Amazon’s company-wide minimum-wage hike won’t bring in the company more; rather, it will reduce the number of staff, David Bahnsen of seclusive wealth management company Bahnsen Group told CNBC on Tuesday.
“They pass on not end up spending more in wages. They will end up hiring less people,” Bahnsen communicated on CNBC’s “Closing Bell.”
Amazon announced Tuesday it’s raising the lowest wage for all U.S. employees to $15, effective next month.
The new minimum wage wishes benefit more than 250,000 Amazon employees — including part-time and stand-by employees — as well as another 100,000 seasonal employees, the company explained. Some employees who already make $15 per hour will also see a pay flourish.
Bahnsen, who is founder and chief investment officer at Bahnsen Group, spoke that once Amazon addresses the “hurdle” of actually hiring as numerous staffers as it needs, the company will spend less on wages, not more.
“In all respects time, they are going towards an automation process that’s prosperous to be hiring less people,” Bahnsen said.
Amazon did not immediately touched by to CNBC’s request for comment.
Liz Dunn, founder and CEO of Pro4ma, said, “Amazon’s borders will get squeezed in the near term,” but the change will benefit the assemblage long term — and also maybe hurt Amazon’s competitors.
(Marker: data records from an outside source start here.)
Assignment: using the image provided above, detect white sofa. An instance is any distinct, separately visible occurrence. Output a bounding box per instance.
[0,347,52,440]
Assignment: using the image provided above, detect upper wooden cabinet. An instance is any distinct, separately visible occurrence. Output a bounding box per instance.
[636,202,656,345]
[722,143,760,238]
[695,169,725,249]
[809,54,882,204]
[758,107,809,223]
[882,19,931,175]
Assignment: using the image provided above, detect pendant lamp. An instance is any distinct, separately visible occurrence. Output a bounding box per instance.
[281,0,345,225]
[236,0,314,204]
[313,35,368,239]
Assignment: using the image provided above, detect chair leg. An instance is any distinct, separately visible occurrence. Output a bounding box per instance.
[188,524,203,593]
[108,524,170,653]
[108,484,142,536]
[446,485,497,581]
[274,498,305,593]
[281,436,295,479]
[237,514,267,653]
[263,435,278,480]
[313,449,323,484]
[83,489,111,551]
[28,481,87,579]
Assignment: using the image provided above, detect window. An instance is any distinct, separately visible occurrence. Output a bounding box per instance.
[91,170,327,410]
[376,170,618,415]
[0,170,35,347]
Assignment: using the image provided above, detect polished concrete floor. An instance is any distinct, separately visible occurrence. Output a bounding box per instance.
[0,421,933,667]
“Amazon has feigned it very difficult to be a retailer in the U.S. Part of the way that they’ve done that is lecher the expectations about fulfillment, cost and speed,” she said in the same “Shut off Bell” interview as Bahnsen. “This is one other way they are raising the guesses on retailers and making it more difficult to be a successful retailer if you are not Amazon in the In agreement States.”
And politically, the move looks great, Bahnsen said.
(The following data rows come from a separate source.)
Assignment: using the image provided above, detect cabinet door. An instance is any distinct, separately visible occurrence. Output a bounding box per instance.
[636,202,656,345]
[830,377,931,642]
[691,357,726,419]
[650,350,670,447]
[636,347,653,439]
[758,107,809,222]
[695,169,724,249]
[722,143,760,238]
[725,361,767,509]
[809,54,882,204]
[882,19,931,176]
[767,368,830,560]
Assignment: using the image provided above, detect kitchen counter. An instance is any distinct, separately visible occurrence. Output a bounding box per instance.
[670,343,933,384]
“They can be able to pay this greater increase in wages and now go trade it in for a chip of political optics that are genuinely beneficial for them,” Bahnsen said.
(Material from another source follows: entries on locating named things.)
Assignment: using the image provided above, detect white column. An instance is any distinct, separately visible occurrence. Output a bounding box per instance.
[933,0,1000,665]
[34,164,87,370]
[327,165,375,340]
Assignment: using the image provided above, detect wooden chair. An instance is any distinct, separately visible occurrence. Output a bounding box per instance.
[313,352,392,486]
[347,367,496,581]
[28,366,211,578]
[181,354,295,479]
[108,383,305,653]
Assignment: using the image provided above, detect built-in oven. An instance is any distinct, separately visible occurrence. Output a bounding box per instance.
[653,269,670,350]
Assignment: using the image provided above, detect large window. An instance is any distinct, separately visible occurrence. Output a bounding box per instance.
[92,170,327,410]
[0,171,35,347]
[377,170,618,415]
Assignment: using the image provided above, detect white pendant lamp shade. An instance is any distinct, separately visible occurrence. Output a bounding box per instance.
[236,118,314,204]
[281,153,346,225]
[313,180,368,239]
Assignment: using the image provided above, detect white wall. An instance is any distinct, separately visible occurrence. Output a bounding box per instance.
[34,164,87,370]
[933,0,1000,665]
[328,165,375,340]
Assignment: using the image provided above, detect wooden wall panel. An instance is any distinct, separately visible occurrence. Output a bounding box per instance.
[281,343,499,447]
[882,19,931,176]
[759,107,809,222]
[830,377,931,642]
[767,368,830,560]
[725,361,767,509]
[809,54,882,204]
Amazon and its CEO, Jeff Bezos, take been under tremendous political pressure over pay disparity in the train. Sen. Bernie Sanders last month introduced legislation called the Bezos Act to tax corporations for every dollar that their low-wage artisans receive in government health-care benefits or food stamps.
Sanders later praised Amazon’s advert, calling the wage hike “not only enormously important for Amazon’s hundreds of thousands of hands; it could well be, and I think it will be, a shot heard around the world.”
But Bahnsen bid the company shouldn’t get too comfortable. “Amazon is going to be in a political crossfire for years to assault.”
Amazon’s shares closed down 1.65 percent on Tuesday at $1,971.31 per pay out.